Jesse sat there for a few minutes, thinking about Diana. He had forgiven her for lying to him because he understood why she had lied. He hoped he could do the same for Maryglenn or whatever her name was, but it was going to be impossible if she stood by her lies. Sometimes he still missed drinking. Although he had walked out of an AA meeting less than an hour ago, tonight was one of those times.
Seventy-five
When Jesse got in the night before, Cole had been sleeping. He was still asleep when Jesse left for work. But the sun and most of Paradise were still sleeping, too. As he drove to the station from his condo, he stared at the brightening skies over the Atlantic.

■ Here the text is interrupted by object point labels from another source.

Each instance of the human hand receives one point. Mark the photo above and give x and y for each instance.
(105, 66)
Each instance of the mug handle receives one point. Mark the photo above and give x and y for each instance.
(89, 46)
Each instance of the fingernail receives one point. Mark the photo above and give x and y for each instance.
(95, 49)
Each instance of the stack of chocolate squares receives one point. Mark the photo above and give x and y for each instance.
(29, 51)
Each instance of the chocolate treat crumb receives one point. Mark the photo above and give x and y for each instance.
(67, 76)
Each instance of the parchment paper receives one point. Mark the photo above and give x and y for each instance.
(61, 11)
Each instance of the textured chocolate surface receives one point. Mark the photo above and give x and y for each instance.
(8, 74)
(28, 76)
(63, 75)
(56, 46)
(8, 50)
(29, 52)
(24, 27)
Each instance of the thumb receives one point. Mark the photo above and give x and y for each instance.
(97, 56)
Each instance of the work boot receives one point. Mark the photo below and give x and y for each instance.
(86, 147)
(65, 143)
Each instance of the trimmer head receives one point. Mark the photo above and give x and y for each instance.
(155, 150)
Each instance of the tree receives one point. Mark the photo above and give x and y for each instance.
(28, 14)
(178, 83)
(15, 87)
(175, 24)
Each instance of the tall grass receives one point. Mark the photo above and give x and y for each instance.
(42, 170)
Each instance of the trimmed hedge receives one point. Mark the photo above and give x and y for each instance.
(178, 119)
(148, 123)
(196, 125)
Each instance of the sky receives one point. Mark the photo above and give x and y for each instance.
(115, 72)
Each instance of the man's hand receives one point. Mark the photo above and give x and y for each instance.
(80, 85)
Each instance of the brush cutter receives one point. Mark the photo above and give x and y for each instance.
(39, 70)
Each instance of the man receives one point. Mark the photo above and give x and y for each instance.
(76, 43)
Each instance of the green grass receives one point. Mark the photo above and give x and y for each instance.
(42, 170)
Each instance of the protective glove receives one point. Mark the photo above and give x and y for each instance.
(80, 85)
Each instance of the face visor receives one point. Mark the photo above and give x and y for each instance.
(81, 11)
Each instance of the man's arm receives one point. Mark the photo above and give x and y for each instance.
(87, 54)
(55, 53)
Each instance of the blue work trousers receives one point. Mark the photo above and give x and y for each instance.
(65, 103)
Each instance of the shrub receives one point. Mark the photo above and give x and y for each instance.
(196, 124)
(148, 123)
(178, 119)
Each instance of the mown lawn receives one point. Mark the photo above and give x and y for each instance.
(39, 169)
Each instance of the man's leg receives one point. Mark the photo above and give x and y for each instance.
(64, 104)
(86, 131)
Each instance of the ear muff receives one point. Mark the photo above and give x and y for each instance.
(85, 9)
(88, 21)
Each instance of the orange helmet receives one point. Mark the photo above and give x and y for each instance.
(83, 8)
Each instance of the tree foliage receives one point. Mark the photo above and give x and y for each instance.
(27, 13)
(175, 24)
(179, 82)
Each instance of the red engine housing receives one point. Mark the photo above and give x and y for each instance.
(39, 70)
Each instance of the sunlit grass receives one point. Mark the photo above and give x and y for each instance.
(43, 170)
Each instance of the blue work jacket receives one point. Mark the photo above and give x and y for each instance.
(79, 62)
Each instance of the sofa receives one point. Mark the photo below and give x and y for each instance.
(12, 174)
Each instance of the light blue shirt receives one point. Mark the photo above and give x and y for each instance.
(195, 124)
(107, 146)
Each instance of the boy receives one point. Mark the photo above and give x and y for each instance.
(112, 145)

There was a certain quality of light to the sunsets in L.A. that was like no other. He was not a man capable of the poetry it would have required to do justice to the dusk i
n L.A. Not even sundown in Tucson could compare. Here in the East, it was sunrise for Jesse. In L.A., sunrise often meant the ground-hugging clouds of the marine layer and a leap of faith that the sun was out there somewhere. Not here. Here the mornings were so beautifully blue that they almost hurt. Jesse, though, enjoyed the dangerous pink dawns—Pink sky at dawn, sailors be warned—even more than the severe blue ones. Today, there was no joy in the pink morning skies for Jesse Stone.
He had emailed the file to Rosen as promised, but there had been no response. Of course there hadn’t been. Jesse had sent it after hours, and it was before hours now. When he got in to work, Suit was at the desk, reading a Boston paper. Jesse noted the headline:
Bloody, Bloody Boston
He saw the photos beneath: Millie Lutz’s Corolla, a string of crime scene tape stretched across the front of Precious Pawn and Loan, and the ME’s men with a body bag slung between them at Rajiv Laghari’s condo.
“Reading about the murders?” Jesse said.
“Bad day for BPD.”
“Say anything about the homicides being connected?”
“Wait a second. Where was it? Here.” Suit folded the paper and pointed with his finger. “‘Millie Lutz was ambushed as she was returning home from work. She was a caretaker for once prominent orthopedist Dr. Myron Wexler. When reached for comment, two of Dr. Wexler’s colleagues noted that the doctor had been suffering with severe Alzheimer’s disease for the past several years. Dr. Rajiv Laghari, also an orthopedist, was slain by an as-yet-unidentified man who police speculate had been a patient of the doctor’s. The assailant was in turn slain by an unidentified member of the Boston Police Department. Unnamed sources confirm that both men were under investigation by state regulatory agencies and law enforcement. Spokespersons for both the regulatory agencies and law enforcement refused comment . . . ’ You know something about this, Jesse?”
“Remember I went down to Boston?”
“Yeah.”
“I spoke with Millie Lutz inside Dr. Wexler’s house. That pawn receipt we found in Chris Grimm’s room was from Precious Pawn and Loan, and I sat outside a clinic run by Dr. Laghari. I think we can draw a straight line from Heather Mackey’s OD to Chris Grimm’s murder to Petra North’s OD to these killings and to Cole’s accident.”